Écrire oui, mais quand ? 

Bon. Tout cela est très bien. Mais comment fait-on concrètement quand on a une idée de roman dans la tête, qu’on écrit de 7 heures à 9 heures du matin, et qu’on passe ensuite le reste de la journée happé par les finances publiques derrière un bureau jusqu’au soir ? « Stéphan Sweig disait : ‘si tu arrives à te retenir d’écrire, n’écris pas’. L’art du roman, c’est de créer une obsession. Il faut être obsédé par le récit, écrire dans un état de quasi transe. Je n’ai plus le problème de la remise en route, je suis capable de réchauffer la machine rapidement. Et vous savez, on atterrit quand on écrit… ». L’arrivée des deux prix – Chardonne et Roger-Nimier, en 1994 et 2009 – n’auraient-ils pas un peu fait décoller l’écrivain Patier ? « À l’époque du prix Jacques Chardonne, en 1994, j’étais conseiller de Simone Weil et j’écrivais des discours pour Jacques Chirac qui préparait la présidentielle. C’était quelque chose vous savez d’écrire des discours pour Chirac… Il fallait faire du Chirac, sinon ça ne marchait pas… Alors le prix Chardonne, oui, mais la vraie reconnaissance, c’est quand Gallimard m’avait dit, en 1986, ‘passez nous voir’ après la réception de mon premier manuscrit. C’est Jacques Réda qui a publié mon premier roman. Il y a eu beaucoup de presse. Après ça, Jean-Edern Hallier m’avait pris en affection, il avait créé Les Nouveaux Hussards, en référence aux Hussards de l’époque de Nimier, Blondel, Déon, Chardonne, Morand… Il voulait que j’y sois. Il y avait Alexandre Jardin, Didier van Cauwelaert, Élisabeth Barillé.
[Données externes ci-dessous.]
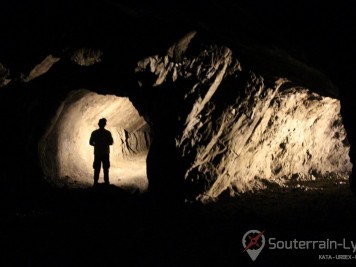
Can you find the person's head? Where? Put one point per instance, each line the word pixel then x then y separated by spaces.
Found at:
pixel 102 123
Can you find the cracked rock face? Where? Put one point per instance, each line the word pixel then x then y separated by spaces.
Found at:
pixel 238 130
pixel 66 156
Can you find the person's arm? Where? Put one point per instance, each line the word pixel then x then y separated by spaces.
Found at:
pixel 92 140
pixel 111 140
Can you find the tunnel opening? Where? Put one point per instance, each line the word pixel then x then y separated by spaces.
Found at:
pixel 67 158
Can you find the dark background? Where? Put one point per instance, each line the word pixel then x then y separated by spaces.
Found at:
pixel 45 227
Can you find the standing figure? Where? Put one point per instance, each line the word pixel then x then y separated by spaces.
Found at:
pixel 101 139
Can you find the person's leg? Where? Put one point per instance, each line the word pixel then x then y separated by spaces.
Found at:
pixel 96 166
pixel 106 166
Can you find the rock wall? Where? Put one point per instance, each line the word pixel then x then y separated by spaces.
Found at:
pixel 236 129
pixel 65 153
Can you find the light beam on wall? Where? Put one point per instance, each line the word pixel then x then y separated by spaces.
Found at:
pixel 65 153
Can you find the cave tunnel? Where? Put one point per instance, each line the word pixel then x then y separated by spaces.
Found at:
pixel 67 158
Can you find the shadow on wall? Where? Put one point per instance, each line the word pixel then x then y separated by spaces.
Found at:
pixel 66 156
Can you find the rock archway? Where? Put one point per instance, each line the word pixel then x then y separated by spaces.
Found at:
pixel 64 150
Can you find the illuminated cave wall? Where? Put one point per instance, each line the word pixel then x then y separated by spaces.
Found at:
pixel 242 130
pixel 65 153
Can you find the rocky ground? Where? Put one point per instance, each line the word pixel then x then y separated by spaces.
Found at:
pixel 107 227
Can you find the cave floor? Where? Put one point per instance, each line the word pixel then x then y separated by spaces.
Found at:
pixel 107 227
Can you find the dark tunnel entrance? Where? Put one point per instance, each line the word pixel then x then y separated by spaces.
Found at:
pixel 66 156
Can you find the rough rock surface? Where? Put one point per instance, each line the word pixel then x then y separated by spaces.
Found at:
pixel 66 156
pixel 237 130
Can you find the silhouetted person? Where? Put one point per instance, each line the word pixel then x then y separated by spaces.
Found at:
pixel 101 139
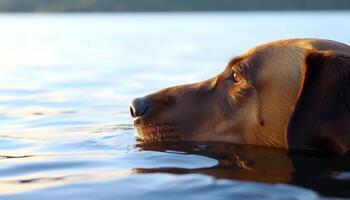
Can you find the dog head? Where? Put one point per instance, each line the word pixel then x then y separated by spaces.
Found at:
pixel 272 95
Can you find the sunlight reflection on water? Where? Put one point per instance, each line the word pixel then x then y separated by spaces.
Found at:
pixel 66 82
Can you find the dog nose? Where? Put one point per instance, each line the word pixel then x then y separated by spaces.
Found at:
pixel 139 107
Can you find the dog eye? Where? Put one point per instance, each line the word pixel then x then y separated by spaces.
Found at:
pixel 236 77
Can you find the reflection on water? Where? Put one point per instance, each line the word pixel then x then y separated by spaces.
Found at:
pixel 322 173
pixel 66 82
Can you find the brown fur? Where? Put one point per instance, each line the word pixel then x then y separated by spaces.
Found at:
pixel 293 94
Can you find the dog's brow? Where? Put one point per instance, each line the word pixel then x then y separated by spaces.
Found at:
pixel 234 61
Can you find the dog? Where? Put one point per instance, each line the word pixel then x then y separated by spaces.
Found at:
pixel 292 94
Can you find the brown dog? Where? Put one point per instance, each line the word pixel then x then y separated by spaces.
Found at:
pixel 291 94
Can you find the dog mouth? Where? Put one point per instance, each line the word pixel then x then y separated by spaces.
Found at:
pixel 156 131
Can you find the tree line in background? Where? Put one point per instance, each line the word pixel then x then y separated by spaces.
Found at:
pixel 167 5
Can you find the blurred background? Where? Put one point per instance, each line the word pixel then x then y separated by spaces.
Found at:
pixel 69 68
pixel 167 5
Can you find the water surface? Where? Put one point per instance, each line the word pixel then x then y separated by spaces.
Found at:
pixel 66 82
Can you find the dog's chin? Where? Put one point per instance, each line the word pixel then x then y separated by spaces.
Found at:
pixel 156 131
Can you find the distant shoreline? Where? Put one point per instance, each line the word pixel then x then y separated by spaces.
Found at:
pixel 116 6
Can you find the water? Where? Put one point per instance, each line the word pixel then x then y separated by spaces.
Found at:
pixel 66 82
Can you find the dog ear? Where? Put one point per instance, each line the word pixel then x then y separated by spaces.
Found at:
pixel 321 116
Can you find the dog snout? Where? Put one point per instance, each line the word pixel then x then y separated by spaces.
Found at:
pixel 139 107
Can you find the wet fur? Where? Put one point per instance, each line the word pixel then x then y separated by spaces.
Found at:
pixel 294 94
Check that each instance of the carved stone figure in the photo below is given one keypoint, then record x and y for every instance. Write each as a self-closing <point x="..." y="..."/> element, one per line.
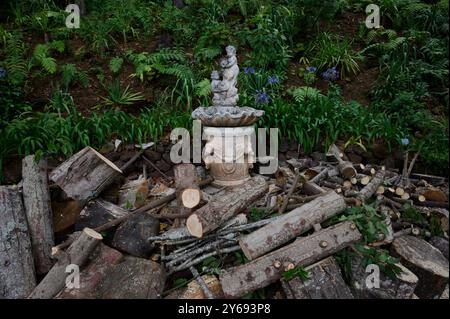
<point x="224" y="90"/>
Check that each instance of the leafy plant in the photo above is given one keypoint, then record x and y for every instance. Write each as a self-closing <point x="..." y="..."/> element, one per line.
<point x="71" y="75"/>
<point x="115" y="64"/>
<point x="42" y="55"/>
<point x="331" y="51"/>
<point x="117" y="96"/>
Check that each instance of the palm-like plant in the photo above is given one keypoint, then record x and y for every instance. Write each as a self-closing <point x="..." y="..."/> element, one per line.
<point x="117" y="96"/>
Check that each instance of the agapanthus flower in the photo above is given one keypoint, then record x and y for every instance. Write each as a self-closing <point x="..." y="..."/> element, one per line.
<point x="331" y="74"/>
<point x="405" y="141"/>
<point x="273" y="79"/>
<point x="249" y="70"/>
<point x="311" y="69"/>
<point x="262" y="97"/>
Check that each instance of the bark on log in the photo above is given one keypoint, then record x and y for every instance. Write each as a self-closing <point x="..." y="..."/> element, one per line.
<point x="188" y="191"/>
<point x="101" y="262"/>
<point x="133" y="193"/>
<point x="194" y="291"/>
<point x="291" y="225"/>
<point x="36" y="199"/>
<point x="17" y="276"/>
<point x="426" y="261"/>
<point x="261" y="272"/>
<point x="400" y="287"/>
<point x="133" y="278"/>
<point x="85" y="174"/>
<point x="98" y="212"/>
<point x="441" y="244"/>
<point x="131" y="237"/>
<point x="324" y="282"/>
<point x="371" y="188"/>
<point x="223" y="207"/>
<point x="76" y="254"/>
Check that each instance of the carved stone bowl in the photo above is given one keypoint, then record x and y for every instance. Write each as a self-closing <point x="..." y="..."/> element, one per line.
<point x="227" y="116"/>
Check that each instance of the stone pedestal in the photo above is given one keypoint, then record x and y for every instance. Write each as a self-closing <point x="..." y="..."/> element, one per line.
<point x="229" y="153"/>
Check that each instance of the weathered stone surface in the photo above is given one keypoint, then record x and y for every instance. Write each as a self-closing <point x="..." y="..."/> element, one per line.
<point x="324" y="282"/>
<point x="400" y="287"/>
<point x="426" y="262"/>
<point x="131" y="236"/>
<point x="441" y="244"/>
<point x="134" y="278"/>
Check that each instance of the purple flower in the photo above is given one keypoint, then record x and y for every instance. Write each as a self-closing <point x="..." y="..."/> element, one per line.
<point x="249" y="70"/>
<point x="262" y="97"/>
<point x="273" y="79"/>
<point x="331" y="74"/>
<point x="405" y="141"/>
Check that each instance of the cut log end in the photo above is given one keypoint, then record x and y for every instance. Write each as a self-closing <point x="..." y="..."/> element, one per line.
<point x="92" y="233"/>
<point x="194" y="226"/>
<point x="191" y="197"/>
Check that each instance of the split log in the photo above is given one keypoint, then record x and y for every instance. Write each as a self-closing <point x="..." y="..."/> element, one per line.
<point x="324" y="282"/>
<point x="36" y="199"/>
<point x="17" y="276"/>
<point x="133" y="278"/>
<point x="389" y="237"/>
<point x="97" y="213"/>
<point x="65" y="213"/>
<point x="370" y="189"/>
<point x="263" y="271"/>
<point x="103" y="258"/>
<point x="194" y="291"/>
<point x="76" y="254"/>
<point x="441" y="244"/>
<point x="426" y="261"/>
<point x="433" y="194"/>
<point x="223" y="207"/>
<point x="401" y="286"/>
<point x="84" y="175"/>
<point x="131" y="237"/>
<point x="291" y="225"/>
<point x="133" y="193"/>
<point x="311" y="188"/>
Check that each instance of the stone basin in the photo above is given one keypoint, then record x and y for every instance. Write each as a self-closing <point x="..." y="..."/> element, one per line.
<point x="227" y="116"/>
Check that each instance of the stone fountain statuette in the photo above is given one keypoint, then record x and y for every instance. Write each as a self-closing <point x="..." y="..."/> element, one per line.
<point x="227" y="127"/>
<point x="224" y="112"/>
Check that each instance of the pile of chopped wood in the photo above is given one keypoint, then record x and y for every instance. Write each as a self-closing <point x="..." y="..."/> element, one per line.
<point x="137" y="236"/>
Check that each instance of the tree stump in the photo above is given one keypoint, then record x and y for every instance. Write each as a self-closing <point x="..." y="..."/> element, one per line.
<point x="426" y="261"/>
<point x="36" y="199"/>
<point x="324" y="282"/>
<point x="224" y="206"/>
<point x="132" y="236"/>
<point x="17" y="276"/>
<point x="291" y="225"/>
<point x="133" y="278"/>
<point x="85" y="175"/>
<point x="77" y="253"/>
<point x="102" y="260"/>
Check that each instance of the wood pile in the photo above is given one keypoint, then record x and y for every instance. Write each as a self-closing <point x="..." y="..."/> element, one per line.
<point x="95" y="227"/>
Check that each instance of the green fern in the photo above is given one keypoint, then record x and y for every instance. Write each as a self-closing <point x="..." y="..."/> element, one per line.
<point x="16" y="64"/>
<point x="41" y="55"/>
<point x="115" y="64"/>
<point x="303" y="93"/>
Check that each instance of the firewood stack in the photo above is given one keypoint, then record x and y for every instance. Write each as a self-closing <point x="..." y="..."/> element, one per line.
<point x="130" y="235"/>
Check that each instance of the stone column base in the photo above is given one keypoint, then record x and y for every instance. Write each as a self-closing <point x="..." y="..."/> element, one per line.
<point x="229" y="154"/>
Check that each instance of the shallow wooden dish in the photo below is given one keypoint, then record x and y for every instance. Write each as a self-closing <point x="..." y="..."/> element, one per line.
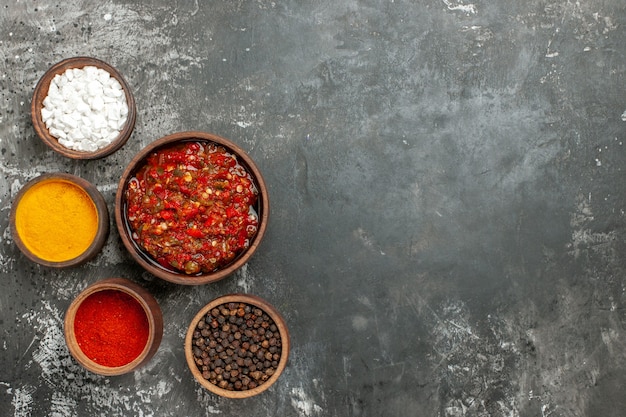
<point x="254" y="301"/>
<point x="41" y="92"/>
<point x="102" y="228"/>
<point x="145" y="260"/>
<point x="150" y="307"/>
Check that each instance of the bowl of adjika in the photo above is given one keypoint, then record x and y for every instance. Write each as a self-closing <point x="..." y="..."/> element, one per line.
<point x="83" y="108"/>
<point x="192" y="208"/>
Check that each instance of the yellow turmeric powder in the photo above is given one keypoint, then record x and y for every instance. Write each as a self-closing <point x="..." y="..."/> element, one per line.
<point x="56" y="220"/>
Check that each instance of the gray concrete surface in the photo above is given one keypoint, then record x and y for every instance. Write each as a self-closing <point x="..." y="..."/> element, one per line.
<point x="447" y="190"/>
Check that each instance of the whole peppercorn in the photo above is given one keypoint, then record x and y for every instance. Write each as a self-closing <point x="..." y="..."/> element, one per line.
<point x="236" y="346"/>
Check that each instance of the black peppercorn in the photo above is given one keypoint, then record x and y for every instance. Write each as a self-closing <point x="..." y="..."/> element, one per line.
<point x="243" y="349"/>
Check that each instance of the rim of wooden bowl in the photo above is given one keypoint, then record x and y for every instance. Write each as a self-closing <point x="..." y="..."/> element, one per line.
<point x="148" y="263"/>
<point x="101" y="208"/>
<point x="247" y="299"/>
<point x="41" y="92"/>
<point x="150" y="307"/>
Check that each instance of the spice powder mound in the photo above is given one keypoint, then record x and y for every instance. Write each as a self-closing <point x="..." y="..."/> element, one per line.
<point x="56" y="220"/>
<point x="191" y="207"/>
<point x="111" y="328"/>
<point x="237" y="346"/>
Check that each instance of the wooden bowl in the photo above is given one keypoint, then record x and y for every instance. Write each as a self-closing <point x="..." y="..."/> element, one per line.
<point x="142" y="257"/>
<point x="19" y="219"/>
<point x="41" y="92"/>
<point x="253" y="301"/>
<point x="147" y="303"/>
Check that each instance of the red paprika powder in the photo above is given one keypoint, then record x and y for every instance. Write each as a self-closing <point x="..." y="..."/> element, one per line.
<point x="111" y="328"/>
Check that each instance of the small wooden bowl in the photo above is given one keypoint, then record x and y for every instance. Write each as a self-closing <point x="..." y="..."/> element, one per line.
<point x="41" y="92"/>
<point x="253" y="301"/>
<point x="150" y="307"/>
<point x="102" y="231"/>
<point x="145" y="260"/>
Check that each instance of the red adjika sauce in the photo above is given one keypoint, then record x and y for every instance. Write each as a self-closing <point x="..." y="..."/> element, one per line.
<point x="191" y="207"/>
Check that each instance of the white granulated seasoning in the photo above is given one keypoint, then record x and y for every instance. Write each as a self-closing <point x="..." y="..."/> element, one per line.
<point x="85" y="108"/>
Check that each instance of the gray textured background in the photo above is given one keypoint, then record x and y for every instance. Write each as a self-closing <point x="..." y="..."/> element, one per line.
<point x="446" y="182"/>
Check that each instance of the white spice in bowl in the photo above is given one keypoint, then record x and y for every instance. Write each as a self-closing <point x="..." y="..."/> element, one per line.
<point x="85" y="108"/>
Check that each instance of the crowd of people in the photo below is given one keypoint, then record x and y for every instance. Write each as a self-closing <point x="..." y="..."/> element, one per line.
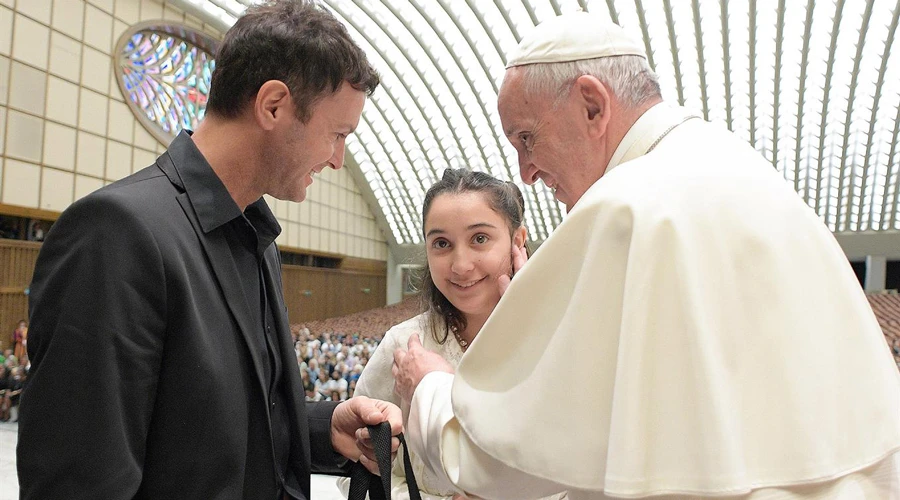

Mais on atterrit très vite quand on voit qu’au bout de six mois votre livre est oublié… Sauf pour quelques uns… ».

Le succès : griserie des écrivains

« J’ai connu toutes les formes de déchéance », disait ironiquement Emil Cioran, « y compris le succès ». Avec une œuvre et des prix littéraires, Xavier Patier serait-il tenté par la griserie ? Comme il a été aussi jury lui-même de prix littéraires, il garde la tête froide sur ce qui peut faire ou défaire un livre : « lors d’un jury, on voit que les gens parlent de l’auteur et de l’éditeur, plus que du livre lui-même. La notion de prix littéraire est abjecte : les écrivains sont souvent des gens fragiles, ils s’identifient à ce qu’ils font. Un livre qui ne marche pas, c’est violent ; mais un livre qui marche aussi. Peu d’écrivains refusent le succès. Sartre a refusé le Nobel, mais pas le succès ».

Alors, quand on demande à Xavier Patier s’il est heureux de revenir près de Chambord, où il résida dans les parages entre 2000 et 2003 (comme administrateur du château), il reconnaît que c’est là où il a écrit le plus de livres : « quatre en trois ans, deux romans et deux essais (dont La Chasse, prix de la fondation François Sommer) ». Un lieu qui inspire donc. Une idée pour un prochain roman ? « Rien pour l’instant », dit-il. Mais il on est prêt à parier le contraire en l’écoutant dire en guise d’au-revoir : « un écrivain a le devoir de tout dire. La seule obscénité, c’est de se taire ». Alors on en reparlera.

F.Sabourin

Reste avec moi et Bientôt nous ne serons plus rien, chez La Table ronde.